Chicken Soup with Sea Coconut and Fish Maw
Ingredients
1 fish maw (soak and cut into pieces)
2 coconuts (open, reserve flesh and water)
2-3 sea coconuts (halved)
40g chicken
some salt
Chicken Stock
500g old hen (peeled)
¼ onion (chopped)
½ celery (sectioned)
500g water
Method
- Prepare chicken stock: Chop old hen into pieces, blanch in boiling water, place in a new pot, add in onion and celery, cover ingredients with 500g of water, cover and cook over low heat for 4hrs.
- Blanch fish maw, sea coconut, chicken and coconut flesh separately, place in coconut shells.

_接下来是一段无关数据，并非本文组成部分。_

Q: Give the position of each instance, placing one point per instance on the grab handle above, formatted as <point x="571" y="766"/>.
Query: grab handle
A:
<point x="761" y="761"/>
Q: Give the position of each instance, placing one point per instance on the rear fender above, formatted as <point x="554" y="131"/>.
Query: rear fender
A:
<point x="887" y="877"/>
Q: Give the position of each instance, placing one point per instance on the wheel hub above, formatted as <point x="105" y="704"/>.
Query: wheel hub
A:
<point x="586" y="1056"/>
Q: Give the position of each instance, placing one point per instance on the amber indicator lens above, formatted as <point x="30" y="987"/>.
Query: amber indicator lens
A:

- Strain chicken stock, add 200g of chicken stock in a pot, add 200g of coconut water, bring to a simmer, season with dash of salt, transfer into coconut shells.
- Cook coconut for 35-40mins, serve hot.
Tips: You may store the extra chicken stock in chiller for 2-3 days, for another round of coconut chicken soup of for other dishes. It’s better to remove the foams when blanching the old hen, to achive a clear soup base.